In 2003, and again in 2010, Europe experienced record temperatures with countries regularly seeing temperatures above 100 degrees Fahrenheit. These heat waves were accompanied by drought and resulted in sharp declines in agricultural yields.

According to scientists, these extreme weather patterns have caused a depletion of underground water sources for some villages in the Czech Republic.

Areas in the north and south of the country are experiencing declining underground water levels according to the Czech Hydrometeorological Institute, which monitors underground water sources.

This is particularly worrisome for the country, as roughly 50 percent of Czechs rely on water from underground sources.

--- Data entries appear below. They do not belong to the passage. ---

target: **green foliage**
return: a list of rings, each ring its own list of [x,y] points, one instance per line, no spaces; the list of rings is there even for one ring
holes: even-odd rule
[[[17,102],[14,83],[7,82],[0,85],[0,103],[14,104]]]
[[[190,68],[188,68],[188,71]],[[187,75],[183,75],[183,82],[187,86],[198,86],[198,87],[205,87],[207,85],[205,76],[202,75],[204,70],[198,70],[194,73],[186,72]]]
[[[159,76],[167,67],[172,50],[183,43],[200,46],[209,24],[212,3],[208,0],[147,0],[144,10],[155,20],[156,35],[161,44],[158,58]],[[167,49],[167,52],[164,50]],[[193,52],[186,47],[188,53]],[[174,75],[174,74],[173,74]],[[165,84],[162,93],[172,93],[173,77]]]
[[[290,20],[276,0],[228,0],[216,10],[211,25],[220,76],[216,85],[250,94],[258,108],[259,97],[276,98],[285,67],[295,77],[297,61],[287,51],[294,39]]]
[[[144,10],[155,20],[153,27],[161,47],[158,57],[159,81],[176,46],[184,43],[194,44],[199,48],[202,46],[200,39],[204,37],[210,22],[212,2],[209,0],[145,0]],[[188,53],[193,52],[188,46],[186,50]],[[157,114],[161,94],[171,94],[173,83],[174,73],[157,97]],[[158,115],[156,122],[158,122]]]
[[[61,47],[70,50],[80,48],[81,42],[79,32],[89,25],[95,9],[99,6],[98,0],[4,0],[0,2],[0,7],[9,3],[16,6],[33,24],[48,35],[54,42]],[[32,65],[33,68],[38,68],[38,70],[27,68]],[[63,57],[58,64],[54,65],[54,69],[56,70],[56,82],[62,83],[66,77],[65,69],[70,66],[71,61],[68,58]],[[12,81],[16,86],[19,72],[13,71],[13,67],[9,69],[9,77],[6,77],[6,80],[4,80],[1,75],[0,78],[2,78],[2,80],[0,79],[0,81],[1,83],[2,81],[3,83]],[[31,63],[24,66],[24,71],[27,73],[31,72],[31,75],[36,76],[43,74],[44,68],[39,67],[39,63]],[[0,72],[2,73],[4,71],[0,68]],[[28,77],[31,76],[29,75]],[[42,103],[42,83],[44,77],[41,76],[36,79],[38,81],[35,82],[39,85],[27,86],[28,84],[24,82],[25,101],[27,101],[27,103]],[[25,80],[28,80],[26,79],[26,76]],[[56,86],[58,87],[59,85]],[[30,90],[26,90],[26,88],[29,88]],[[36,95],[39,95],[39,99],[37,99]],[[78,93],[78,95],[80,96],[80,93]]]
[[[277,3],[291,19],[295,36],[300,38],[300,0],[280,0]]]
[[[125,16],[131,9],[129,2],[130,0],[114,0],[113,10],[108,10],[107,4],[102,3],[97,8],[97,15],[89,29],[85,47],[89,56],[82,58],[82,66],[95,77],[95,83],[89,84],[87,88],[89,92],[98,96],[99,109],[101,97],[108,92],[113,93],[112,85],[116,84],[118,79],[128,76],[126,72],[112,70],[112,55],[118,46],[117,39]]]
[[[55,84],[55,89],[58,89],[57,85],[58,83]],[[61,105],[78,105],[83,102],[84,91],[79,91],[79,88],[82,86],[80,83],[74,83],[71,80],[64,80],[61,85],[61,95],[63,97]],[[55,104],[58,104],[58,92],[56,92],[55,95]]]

Replenishing underground supplies depend on several factors like local water flows and geological conditions, but rainfall plays a major role.

Marek says, “[rain] is one factor affecting underground supply of water but it is terribly important.”

Anna Hrabankova, a hydrologist at the T. G. Masaryk Water Research Institute in Prague, says that as a result of climate change, “Rainfall is spread differently throughout the year now. The rhythms of rainfall here have changed.”

A variety of measures have been proposed to ensure that water supplies can be replenishedincluding reversing river courses, which have been artificially straightened leaving them less able to retain water, and better landscape planning to reduce water runoff.